Periodic Reporting for period 1 - YRNAcleave (Sequence and structural requirements for Y RNA cleavage)
Reporting period: 2016-08-01 to 2018-07-31
Y RNAs are ~100 nt long molecules, first discovered owing to their association with the autoimmune proteins Ro60 and La. The four Y RNAs (Y1, Y3, Y4 and Y5) show high evolutionary conversation in the animal kingdom, with humans possessing the full complement of Y RNA genes and some species, such as mouse, only retaining the Y1 and Y3 RNA genes. Y RNAs bind a range of proteins within the cell, notably the toroid shaped protein Ro60 involved in RNA quality control, and the La protein which has a range of implicated functions (Figure 1). Not all Y RNAs however are found within ribonucleoprotein complexes. The non-protein bound Y RNAs have been shown to be essential for the initiation of chromosomal DNA replication by acting as licensing factors in post-midblastula transition (MBT) stage cells.

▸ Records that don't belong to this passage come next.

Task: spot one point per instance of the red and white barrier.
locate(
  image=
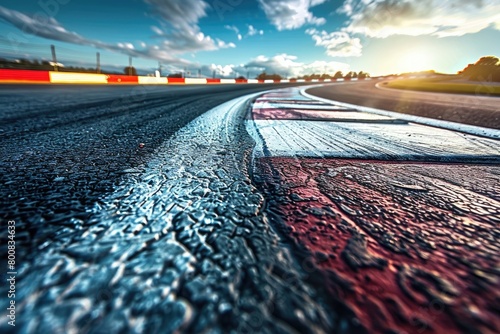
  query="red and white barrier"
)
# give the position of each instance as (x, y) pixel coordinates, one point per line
(53, 77)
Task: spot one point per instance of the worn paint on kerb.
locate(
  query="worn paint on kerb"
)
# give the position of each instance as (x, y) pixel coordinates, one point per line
(360, 138)
(77, 78)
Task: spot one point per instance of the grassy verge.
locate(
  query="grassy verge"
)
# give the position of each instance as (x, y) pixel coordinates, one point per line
(444, 85)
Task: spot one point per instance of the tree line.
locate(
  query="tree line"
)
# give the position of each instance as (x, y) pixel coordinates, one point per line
(337, 75)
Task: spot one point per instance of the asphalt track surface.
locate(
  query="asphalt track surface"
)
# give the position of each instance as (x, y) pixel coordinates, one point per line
(459, 108)
(136, 212)
(63, 146)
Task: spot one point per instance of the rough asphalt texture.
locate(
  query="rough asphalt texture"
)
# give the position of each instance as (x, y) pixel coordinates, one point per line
(112, 238)
(466, 109)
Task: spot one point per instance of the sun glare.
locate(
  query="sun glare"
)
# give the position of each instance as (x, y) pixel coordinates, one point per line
(415, 60)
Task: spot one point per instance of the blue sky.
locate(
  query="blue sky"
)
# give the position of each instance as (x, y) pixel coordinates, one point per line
(236, 37)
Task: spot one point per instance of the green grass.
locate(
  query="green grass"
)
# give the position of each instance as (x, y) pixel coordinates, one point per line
(444, 85)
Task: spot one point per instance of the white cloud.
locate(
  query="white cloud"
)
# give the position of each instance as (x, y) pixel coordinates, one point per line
(291, 14)
(180, 30)
(179, 34)
(337, 44)
(442, 18)
(288, 66)
(252, 31)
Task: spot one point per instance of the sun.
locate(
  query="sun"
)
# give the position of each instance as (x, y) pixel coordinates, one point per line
(415, 61)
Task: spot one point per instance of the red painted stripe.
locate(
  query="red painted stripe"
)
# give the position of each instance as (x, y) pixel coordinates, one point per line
(123, 79)
(393, 247)
(24, 76)
(176, 80)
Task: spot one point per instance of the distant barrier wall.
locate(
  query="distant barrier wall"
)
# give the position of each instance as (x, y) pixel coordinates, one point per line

The overall objective of the project is to understand the process of Y RNA fragmentation in human cells. The project consisted of four specific objectives: Objective 1 Validation of sequencing results for pools 1-3, Objective 2 Mutagenesis of 5' arm of Y5 RNA, Objective 3 Validation of mutations in the Y5 5' sRNA region and Objective 4 Testing ""designer"" mutants. We describe the results and conclusions in the next section.
We are writing a manuscript at the moment and we are planning to submit it in about 3 months. Trung presented a poster about the work at the Non-coding RNAs conference in Heidelberg in the summer of 2017.